Roommate: it’s a loaded word that can elicit a variety of emotions and memories, depending on who you ask. Some adore the roommates they’ve had. They come away from the living experience enriched and with an endless supply of fun memories. Then there are those like Virginia Commonwealth University junior Iva Radman, who works in the housing office at VCU and has heard every roommate horror story, from the serious and dramatic to the downright kooky. “Someone once called into my office and said, ’My roommate threw all my teddy bears out the window because she said they were radiating evil!’” Iva recalls with a laugh.

At least once in college you’ll have roommates who are paranoid about seemingly silly things, such as evil stuffed animals. Try to keep your cool and laugh it off. If it gets to the point where they’re being unreasonable, be the bigger person and initiate a conversation. Better to face the possibly of an awkward talk than find your stuff has gone mysteriously missing.

Sometimes you’ll have to share a space with someone completely different from you, with strange living habits. It’s crucial to approach these situations with tact. Keep in mind that first impressions stick, so it’s important not to be a jerk. “The first time I met my freshman year roommate he was naked. He was about to take a shower but had left the door partially open, and when I went inside, there he was in all his glory,” recalls Benjamin Paviour, a sophomore at Washington University in St. Louis. When you’re faced with a less than ideal situation, communicate as nicely as you can. And always lock the bathroom door.

From a distance, tales of roommate quirks can be funny. But if you’re the one on the short end of the stick, these living situations can be a constant headache. While there’s no fail-safe way to ensure smooth sailing ahead, here are some more tips to make living with another person as stress-free as possible:

Most of the time roommate issues can be resolved by just telling the other person what’s on your mind. It’s a simple solution yet many worry about hurting the other person’s feelings or they just do not want to confront them. As a consequence problems are swept under the rug, without any satisfactory resolution. Instead of just saying, “It really bothers me when you play loud music in the morning,” people avoid the possibly awkward few seconds and endure it. What often results is resentment and a pattern of passive-aggressive behavior that doesn’t make anyone happy. If something truly irks you, speak up.

On the other hand, be aware that what may be a glaring problem or annoyance to you may not be so for your roommate. In any living situation it is best to be honest but also tactful and sensitive. Are you starting to detect a stench from the never-washed sheets on the other side of the room?  Next time you’re throwing your linens in the wash, invite your roomie to come along. If he or she still doesn’t bite, saying something seemingly lighthearted like, “I’ve heard clean sheets make you sleep better,” may clue them in to your concerns. 

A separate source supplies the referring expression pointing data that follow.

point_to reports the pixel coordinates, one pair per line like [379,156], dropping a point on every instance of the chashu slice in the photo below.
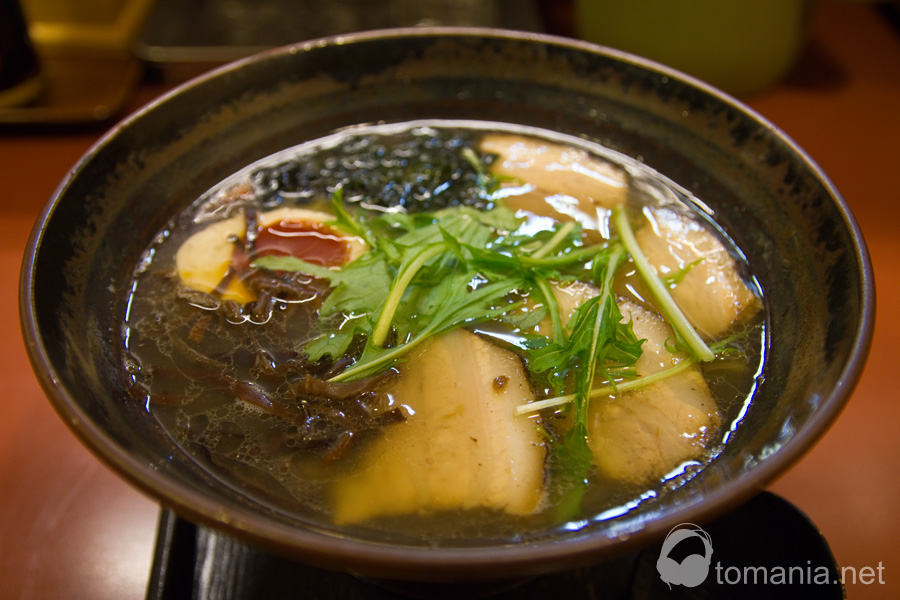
[712,295]
[645,434]
[560,182]
[462,445]
[203,260]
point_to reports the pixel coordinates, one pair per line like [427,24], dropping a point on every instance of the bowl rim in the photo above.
[398,561]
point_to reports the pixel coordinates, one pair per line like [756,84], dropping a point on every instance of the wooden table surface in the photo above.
[71,529]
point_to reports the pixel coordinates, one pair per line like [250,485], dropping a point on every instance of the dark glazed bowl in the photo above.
[800,238]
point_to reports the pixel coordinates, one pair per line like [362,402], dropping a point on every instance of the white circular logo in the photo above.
[693,570]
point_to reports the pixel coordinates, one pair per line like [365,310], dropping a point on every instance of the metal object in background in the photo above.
[20,74]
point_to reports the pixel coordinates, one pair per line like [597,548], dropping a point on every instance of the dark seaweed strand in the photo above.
[422,173]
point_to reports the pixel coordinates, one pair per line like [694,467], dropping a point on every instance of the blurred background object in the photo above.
[20,81]
[99,27]
[740,46]
[182,38]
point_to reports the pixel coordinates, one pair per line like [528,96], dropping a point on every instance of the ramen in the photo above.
[443,330]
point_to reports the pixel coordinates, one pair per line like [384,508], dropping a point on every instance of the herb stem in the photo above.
[406,275]
[666,303]
[552,307]
[554,241]
[608,390]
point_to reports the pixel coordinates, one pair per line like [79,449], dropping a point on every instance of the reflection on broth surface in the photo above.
[445,330]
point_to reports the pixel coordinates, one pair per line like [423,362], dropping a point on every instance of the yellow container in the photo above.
[740,46]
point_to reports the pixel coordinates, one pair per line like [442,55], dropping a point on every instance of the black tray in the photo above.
[765,549]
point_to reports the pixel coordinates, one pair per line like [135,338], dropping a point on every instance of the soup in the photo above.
[445,330]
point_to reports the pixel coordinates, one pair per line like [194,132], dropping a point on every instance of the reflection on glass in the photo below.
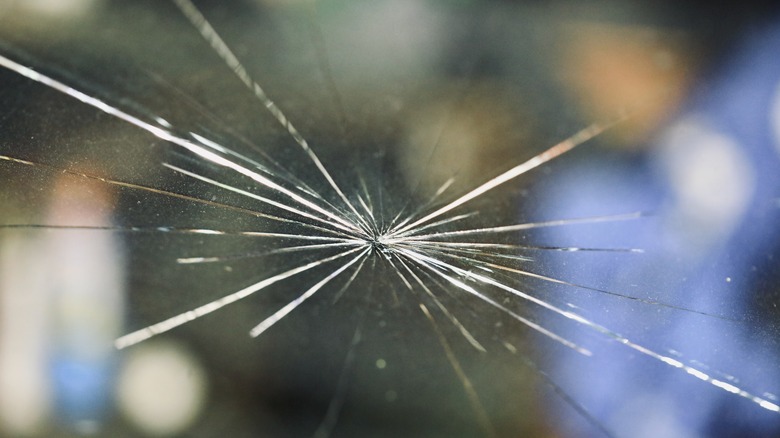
[385,218]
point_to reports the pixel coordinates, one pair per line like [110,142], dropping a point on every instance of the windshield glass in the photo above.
[388,217]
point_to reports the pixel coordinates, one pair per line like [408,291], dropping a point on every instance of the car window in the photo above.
[384,218]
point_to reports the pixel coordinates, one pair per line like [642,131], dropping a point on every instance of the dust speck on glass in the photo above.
[388,218]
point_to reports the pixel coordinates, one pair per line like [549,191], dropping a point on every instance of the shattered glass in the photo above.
[386,218]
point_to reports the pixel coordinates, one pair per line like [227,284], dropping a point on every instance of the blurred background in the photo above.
[409,104]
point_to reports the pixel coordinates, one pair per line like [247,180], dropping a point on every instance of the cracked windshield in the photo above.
[384,218]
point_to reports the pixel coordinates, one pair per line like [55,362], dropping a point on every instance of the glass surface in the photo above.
[388,218]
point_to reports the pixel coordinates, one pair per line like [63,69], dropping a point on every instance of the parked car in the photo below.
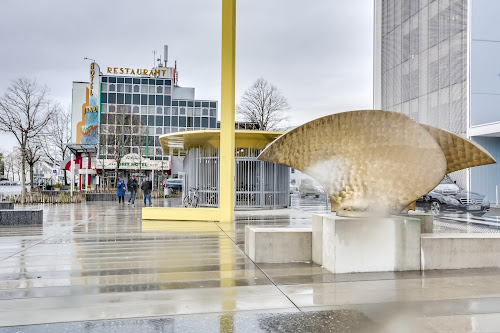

Close living quarters mean lots of shared space. There’s no need to duct-tape off halves, but it might not be a bad idea to loosely designate which shelves belong to whom, whose towel rack is whose, etc. to avoid any misunderstandings or feeling of overstepped boundaries. Chances are these lines will become blurred, in which case, remain flexible. The part of the fun and challenge of living with others is stepping outside of your comfort zone.

College is unique in that it’s one of the few times in your life you’ll be able to live with many different people in a short amount of time. Unfortunately this can also mean being faced with horrible roommates where surviving can be a feat in itself. However bad the situation can get, keep in mind: it’s only temporary.